Rompere il ricatto del debito, opporsi alla vendita della città di Roma, del suo patrimonio, dei suoi servizi, dei suoi spazi pubblici: questo il minimo comune denominatore che le varie esperienze politiche e sociali della città hanno trovato per articolare una forte risposta al pericoloso tentativo di riscrittura della vita della città, pianificato attraverso il Documento Unico di Programmazione (DUP).

Una città dove la cosiddetta valorizzazione economica ha da parecchio tempo superato i confini della legalità, assumendo per anni la veste del capitale-mafia con forme di rappresentanza istituzionale ridotte a mera interfaccia dei vari cicli di corruzione politica. Ma la ricetta che si è trovata è stata peggiore della malattia che si voleva curare: magistratura e commissariamento, i quali chiamati ad intervenire per normalizzare la situazione, stanno, in realtà, mettendo in campo un’azione volta alla privatizzazione selvaggia delle residue sfere del pubblico.

I criteri di efficienza economica – vero mantra di ogni intervento “tecnico” – vengono così messi davanti ai criteri di giustizia e salvaguardia sociale. Ma ancora: l’imposizione incondizionata di sacrifici imposti ai lavoratori ed alle lavoratrici di Roma Capitale e delle sue aziende partecipate sottoposti al taglio dei salari anche attraverso una contrattazione al ribasso; la privatizzazione dei canili comunali e le minacce di ulteriori privatizzazioni con il licenziamento di migliaia di lavoratori precari come nel caso di educatrici, maestre, lavoratori dell’accoglienza e la contestuale riduzione di un servizio pubblico di qualità per tutti. Il taglio dei finanziamenti alle cooperative sociali e dell’assistenza. Il lavoro notturno non più retribuito, la negazione sia del riconoscimento della clausola di salvaguardia sociale che l’accesso alla cassa integrazione. Le centinaia di sfratti per morosità incolpevole, le minacce di sgomberi per spazi sociali ed occupazioni abitative, l’alienazione e vendita del patrimonio pubblico a carico delle tante realtà sociali (accompagnata da richieste di quote astronomiche per morosità) che fanno di Roma una città solidale, mutuale e viva nei per risanare l’illegittimo debito pubblico sono gli esempi più lampanti della pericolosa precipitazione della gestione Tronca.
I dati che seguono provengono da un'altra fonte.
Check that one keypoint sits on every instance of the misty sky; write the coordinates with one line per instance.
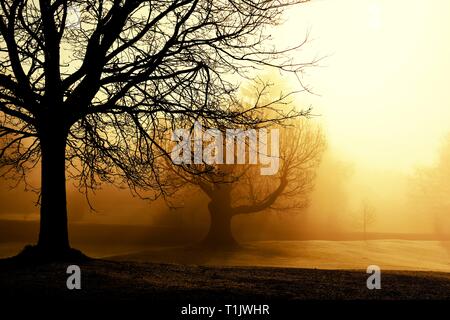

Trasformare radicalmente il sistema del pubblico che produce precarietà, impoverimento, segregazione, corruzione e speculazione, questa la sfida che abbiamo all’orizzonte. Rompere la narrazione che afferma che pubblico è sinonimo di malfunzionante, attraverso la definizione di nuove forme di istituzioni del pubblico che semplicemente dovrebbero partire, e oltrepassare, la sua definizione etimologica: che appartiene a tutti, che è di tutti e per tutti, che è comune ed in comune.

E’ ora di assumere la sfida che oggi abbiamo di fronte. Aprire un percorso che, fuori da logiche elettorali, sappia parlare alla città e per la città, l’obiettivo. Per una Roma che alza la testa. Per una Roma che vuole implementare nuovi spazi di decisionalità nei territori. Per un Roma che difende gli esperimenti di mutuo soccorso, di socialità non mercificata, di riappropriazione di diritti e di affermazione collettiva del diritto a beni e servizi pubblici e di qualità, del diritto all’abitare, al reddito e a una vita degna.

Invitiamo il sindacalismo di base e conflittuale, gli spazi sociali, l’associazionismo, i movimenti per il diritto all’abitare, le cooperative sociali, le realtà dei lavoratori autorganizzati, i comitati di quartiere ad un momento di confronto pubblico al Cinema Palazzo a Piazza dei Sanniti per venerdì 4 Marzo alle ore 17 verso la costruzione del corteo cittadino del 19 Marzo.